The population, P (in 100's), of a town can be modeled y P = 2 /t -5/ = 6, where t = 0 represents 1990. During whuch two years does the town have a population of 12,000.?
To find the years when the town has a population of 12,000, we need to solve the equation P = 12,000.
The given equation is P = 2/t - 5/(t + 6), where t represents the year with t = 0 representing 1990.

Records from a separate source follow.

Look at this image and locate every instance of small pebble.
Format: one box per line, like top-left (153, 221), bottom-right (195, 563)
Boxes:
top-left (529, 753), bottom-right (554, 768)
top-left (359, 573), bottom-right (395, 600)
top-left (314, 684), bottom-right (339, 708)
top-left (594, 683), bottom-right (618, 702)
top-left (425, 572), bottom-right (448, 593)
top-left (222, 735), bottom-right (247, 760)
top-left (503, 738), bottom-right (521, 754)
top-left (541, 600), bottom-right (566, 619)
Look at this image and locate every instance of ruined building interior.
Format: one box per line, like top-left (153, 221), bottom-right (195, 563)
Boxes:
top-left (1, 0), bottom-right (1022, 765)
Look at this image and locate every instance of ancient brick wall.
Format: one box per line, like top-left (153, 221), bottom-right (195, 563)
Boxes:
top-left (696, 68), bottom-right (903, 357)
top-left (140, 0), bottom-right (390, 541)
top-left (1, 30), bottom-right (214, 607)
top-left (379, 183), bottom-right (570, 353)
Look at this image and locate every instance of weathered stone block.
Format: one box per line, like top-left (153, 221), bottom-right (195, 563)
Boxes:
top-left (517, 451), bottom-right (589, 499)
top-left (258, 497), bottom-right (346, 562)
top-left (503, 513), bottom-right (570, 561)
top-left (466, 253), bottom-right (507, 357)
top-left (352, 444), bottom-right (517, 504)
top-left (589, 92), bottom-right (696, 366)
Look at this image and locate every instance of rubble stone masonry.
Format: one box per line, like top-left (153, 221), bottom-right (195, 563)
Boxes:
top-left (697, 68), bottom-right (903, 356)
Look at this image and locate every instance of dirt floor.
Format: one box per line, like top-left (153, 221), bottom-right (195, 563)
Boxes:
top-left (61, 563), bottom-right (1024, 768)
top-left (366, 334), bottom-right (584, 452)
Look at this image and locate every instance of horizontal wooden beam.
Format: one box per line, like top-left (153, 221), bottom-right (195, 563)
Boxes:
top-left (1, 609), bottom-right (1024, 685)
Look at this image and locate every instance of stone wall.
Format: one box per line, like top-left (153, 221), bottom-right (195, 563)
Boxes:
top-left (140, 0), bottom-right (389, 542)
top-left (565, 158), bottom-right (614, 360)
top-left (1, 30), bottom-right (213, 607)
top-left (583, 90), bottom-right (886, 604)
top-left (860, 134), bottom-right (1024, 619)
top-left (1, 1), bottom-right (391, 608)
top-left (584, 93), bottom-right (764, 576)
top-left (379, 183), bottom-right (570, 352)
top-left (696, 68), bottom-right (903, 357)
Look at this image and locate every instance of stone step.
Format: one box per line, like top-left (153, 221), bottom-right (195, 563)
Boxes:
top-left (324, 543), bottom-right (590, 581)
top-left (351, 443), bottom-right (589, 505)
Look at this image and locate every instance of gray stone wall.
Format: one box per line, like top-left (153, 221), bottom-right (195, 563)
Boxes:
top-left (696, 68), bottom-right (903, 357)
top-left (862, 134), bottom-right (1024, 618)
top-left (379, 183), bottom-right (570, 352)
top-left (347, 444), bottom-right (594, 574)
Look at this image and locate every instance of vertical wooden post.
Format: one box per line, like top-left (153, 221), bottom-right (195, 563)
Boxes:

1. Set P = 12,000 in the equation:
12,000 = 2/t - 5/(t + 6)
2. Get rid of any fractions:
Multiply every term by t(t + 6) to clear the denominators:
12,000t(t + 6) = 2(t + 6) - 5t
3. Simplify the equation:
12,000t^2 + 72,000t = 2t + 12 - 5t
4. Rearrange the terms to get a quadratic equation in standard form:
12,000t^2 + 72,000t - 2t - 5t - 12 = 0
12,000t^2 + 72,000t - 7t - 12 = 0
5. Combine the like terms:
12,000t^2 + 71,993t - 12 = 0
6. Solve the quadratic equation:
You can solve this equation by factoring, completing the square, or using the quadratic formula. In this case, let's use the quadratic formula:
t = (-b ± √(b^2 - 4ac)) / 2a
For our equation:
a = 12,000, b = 71,993, c = -12
Substituting these values into the quadratic formula:
t = (-71,993 ± √(71,993^2 - 4 * 12,000 * -12)) / 2 * 12,000
7. Calculate the values of t:
Using a calculator, compute the value of t. You will get two solutions for t, which represent the two possible years when the population is 12,000.
For example, the solutions may be t = 0.0128 and t = -5.9678.
8. Convert t to years:
Since t = 0 represents the year 1990, add the values of t to 1990 to find the corresponding years when the population is 12,000.
For the example above:
Year 1 = 1990 + 0.0128 = 1990.0128 (approx.)
Year 2 = 1990 - 5.9678 = 1984.0322 (approx.)
Therefore, the town has a population of 12,000 approximately in the years 1990 and 1984.